Going forward, the first port of call for arriving passengers was the immigration desks, which were set up in converted parking silo, as opposed to the past when they would mingle with outbound passengers. A security check point with sniffer dogs was also build over a kilometre away from the terminal, where all persons, cars, trucks and their cargo entering JKIA would be scanned. These interventions influenced the inauguration of direct flights between Kenya and the United States in 2018.

Other improvements included the construction of remote parking for aero planes from where disembarking passengers would be bussed to Immigration, and the construction of the new terminal 2 and major upgrades to terminal 1. The Engineer is also credited with the commencement of improvement of the Ukunda airstrip .After the stint of Michuki as Transport minister, the number of fatalities arising from road accidents had hit over 3,000 annually.

Through spirited public campaigns, introduction of breathalyser tests to curb drunken driving, and penalising of matatu saccos whose errant operators caused fatal accidents due to negligence and disregard of the law, fatalities on roads fell by 10 per cent, from 3,218 in 2013 to 2,907 the following year. Kamau had publicly announced that he would resign as CS if the fatalities didn’t deep below 3000 in 2014! Kamau was clearly on a roll. However, on 28th March 2015, barely two years after assuming office as CS, he stepped aside from office together with Felix Koskei (Agriculture), Davis Chirchir (Energy), Charity Ngilu and Kazungu Kambi (Labour) over an Ethics and Anti- Corruption Commission (EACC) report linking him to graft.

The EACC alleged that Kamau was complicit in altering the design of a road in Bungoma District designed at a cost of KES 33 million leading to a loss of public funds. At his mother’s burial in Kieni, Nyeri, on 10th June 2015, Kamau publicly spoke about his tribulations for the first time, saying he had never been involved in any impropriety or misuse of public funds and that he had been fixed by individuals whose interests he had refused to pander to.
“I want to make it clear that I have never stolen anything and I will never. I want my mother to rest knowing that she has left behind a son who has never stolen anything from anybody.
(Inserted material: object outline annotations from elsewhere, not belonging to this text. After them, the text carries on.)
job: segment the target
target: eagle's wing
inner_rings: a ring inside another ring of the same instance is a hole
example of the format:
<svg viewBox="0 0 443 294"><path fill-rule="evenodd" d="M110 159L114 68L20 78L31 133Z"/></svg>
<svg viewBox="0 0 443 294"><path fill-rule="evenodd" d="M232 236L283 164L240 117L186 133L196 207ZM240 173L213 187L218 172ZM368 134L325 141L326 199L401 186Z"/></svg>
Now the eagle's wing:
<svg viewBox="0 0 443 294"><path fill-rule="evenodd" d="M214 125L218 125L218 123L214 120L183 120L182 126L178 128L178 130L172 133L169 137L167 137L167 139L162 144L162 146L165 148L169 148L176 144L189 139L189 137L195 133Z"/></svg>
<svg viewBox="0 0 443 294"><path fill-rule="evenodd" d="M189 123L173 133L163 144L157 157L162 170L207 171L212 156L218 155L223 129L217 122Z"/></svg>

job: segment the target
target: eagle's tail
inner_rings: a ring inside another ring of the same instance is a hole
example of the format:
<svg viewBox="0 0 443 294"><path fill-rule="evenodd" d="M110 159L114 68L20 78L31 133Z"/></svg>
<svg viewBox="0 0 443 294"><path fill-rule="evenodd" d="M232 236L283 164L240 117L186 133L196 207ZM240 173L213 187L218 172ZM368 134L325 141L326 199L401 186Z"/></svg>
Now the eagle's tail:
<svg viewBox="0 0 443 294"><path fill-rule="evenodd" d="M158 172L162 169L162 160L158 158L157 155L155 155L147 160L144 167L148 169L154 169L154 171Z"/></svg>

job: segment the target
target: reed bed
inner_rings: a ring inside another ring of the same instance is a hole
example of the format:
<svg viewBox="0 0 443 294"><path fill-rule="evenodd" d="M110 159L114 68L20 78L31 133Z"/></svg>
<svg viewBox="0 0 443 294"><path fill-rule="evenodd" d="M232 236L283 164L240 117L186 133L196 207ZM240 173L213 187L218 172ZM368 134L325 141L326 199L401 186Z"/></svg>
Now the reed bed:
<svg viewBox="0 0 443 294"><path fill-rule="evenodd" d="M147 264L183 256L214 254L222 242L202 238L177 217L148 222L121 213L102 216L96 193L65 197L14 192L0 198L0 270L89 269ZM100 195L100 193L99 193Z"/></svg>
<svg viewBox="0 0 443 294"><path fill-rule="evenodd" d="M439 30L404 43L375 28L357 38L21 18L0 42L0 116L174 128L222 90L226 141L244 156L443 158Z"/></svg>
My mother never gave birth to a thief.”

Kamau appeared before a magistrate on 4th June, 2015 and was charged with two counts of abuse of office and failure to comply with applicable procedures and guidelines relating to the management of public funds between 2007 and 2008 when he served as the Permanent Secretary in the Ministry of Roads and Public Works.
The Court of Appeal, however dismissed the charges on Kamau, on 14th of July 2017. In May of 2018, Kamau was again charged for arbitrarily authorising the redesign of the same road, an act that resulted in the loss of public funds. The matter is still in court.